I've been trying to debug this for a while now, and I thought I had it working, but then made some other changes, and now back again.
Basically, I have Vagrant looping over a list of machines definitions and while my Ansible inventory looks perfectly fine, I find that only one host is actually being provisioned.

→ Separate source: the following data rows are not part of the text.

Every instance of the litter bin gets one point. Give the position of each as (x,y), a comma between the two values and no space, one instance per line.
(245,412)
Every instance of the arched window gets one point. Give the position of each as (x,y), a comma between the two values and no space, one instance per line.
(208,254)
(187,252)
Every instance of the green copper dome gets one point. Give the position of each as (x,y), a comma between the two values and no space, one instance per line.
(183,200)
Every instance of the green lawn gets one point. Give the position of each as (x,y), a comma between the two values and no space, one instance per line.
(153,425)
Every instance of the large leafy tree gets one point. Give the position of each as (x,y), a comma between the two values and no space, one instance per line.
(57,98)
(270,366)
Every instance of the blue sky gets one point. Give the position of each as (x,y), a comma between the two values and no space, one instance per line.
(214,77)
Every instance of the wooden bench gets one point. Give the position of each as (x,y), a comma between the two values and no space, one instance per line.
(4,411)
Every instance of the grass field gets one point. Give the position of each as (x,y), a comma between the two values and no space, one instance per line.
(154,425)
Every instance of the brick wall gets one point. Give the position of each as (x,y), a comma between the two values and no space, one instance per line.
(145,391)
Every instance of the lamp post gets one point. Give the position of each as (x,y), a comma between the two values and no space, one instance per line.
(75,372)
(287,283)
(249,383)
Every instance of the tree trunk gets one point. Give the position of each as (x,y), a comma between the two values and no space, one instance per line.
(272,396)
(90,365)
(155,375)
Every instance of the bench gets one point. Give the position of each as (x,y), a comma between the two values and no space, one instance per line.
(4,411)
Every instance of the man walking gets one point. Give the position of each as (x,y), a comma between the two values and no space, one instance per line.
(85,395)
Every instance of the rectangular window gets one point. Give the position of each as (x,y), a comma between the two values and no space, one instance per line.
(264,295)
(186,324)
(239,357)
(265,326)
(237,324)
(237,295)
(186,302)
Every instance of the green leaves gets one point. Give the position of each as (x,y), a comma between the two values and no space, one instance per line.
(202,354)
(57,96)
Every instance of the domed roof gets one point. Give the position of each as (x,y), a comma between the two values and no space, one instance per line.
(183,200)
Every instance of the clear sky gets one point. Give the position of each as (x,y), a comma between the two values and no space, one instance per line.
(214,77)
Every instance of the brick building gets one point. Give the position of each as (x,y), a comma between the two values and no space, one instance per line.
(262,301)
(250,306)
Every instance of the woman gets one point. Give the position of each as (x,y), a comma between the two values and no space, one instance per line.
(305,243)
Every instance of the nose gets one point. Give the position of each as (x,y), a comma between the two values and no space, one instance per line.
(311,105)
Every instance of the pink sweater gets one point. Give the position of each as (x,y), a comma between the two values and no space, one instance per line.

Generated Ansible Inventory -- The SSH ports are all different, groups are correct
# Generated by Vagrant
kafka.cp.vagrant ansible_host=127.0.0.1 ansible_port=2200 ansible_user='vagrant' ansible_ssh_private_key_file='/workspace/confluent/cp-ansible/vagrant/.vagrant/machines/kafka.cp.vagrant/virtualbox/private_key' kafka='{"broker": {"id": 1}}'
zk.cp.vagrant ansible_host=127.0.0.1 ansible_port=2222 ansible_user='vagrant' ansible_ssh_private_key_file='/workspace/confluent/cp-ansible/vagrant/.vagrant/machines/zk.cp.vagrant/virtualbox/private_key'
connect.cp.vagrant ansible_host=127.0.0.1 ansible_port=2201 ansible_user='vagrant' ansible_ssh_private_key_file='/workspace/confluent/cp-ansible/vagrant/.vagrant/machines/connect.cp.vagrant/virtualbox/private_key'
[preflight]
zk.cp.vagrant
kafka.cp.vagrant
connect.cp.vagrant
[zookeeper]
zk.cp.vagrant
[broker]
kafka.cp.vagrant
[schema-registry]
kafka.cp.vagrant
[connect-distributed]
connect.cp.vagrant
Generated hosts file -- IPs and hostnames are correct
## vagrant-hostmanager-start id: aca1499c-a63f-4747-b39e-0e71ae289576
192.168.100.101 zk.cp.vagrant
192.168.100.102 kafka.cp.vagrant
192.168.100.103 connect.cp.vagrant
## vagrant-hostmanager-end
Ansible Playbook I want to run -- Correctly correspond to the groups in my inventory
- hosts: preflight
tasks:
- import_role:
name: confluent.preflight
- hosts: zookeeper
tasks:
- import_role:
name: confluent.zookeeper
- hosts: broker
tasks:
- import_role:
name: confluent.kafka-broker
- hosts: schema-registry
tasks:
- import_role:
name: confluent.schema-registry
- hosts: connect-distributed
tasks:
- import_role:
name: confluent.connect-distributed
For any code missing here, see Confluent :: cp-ansible.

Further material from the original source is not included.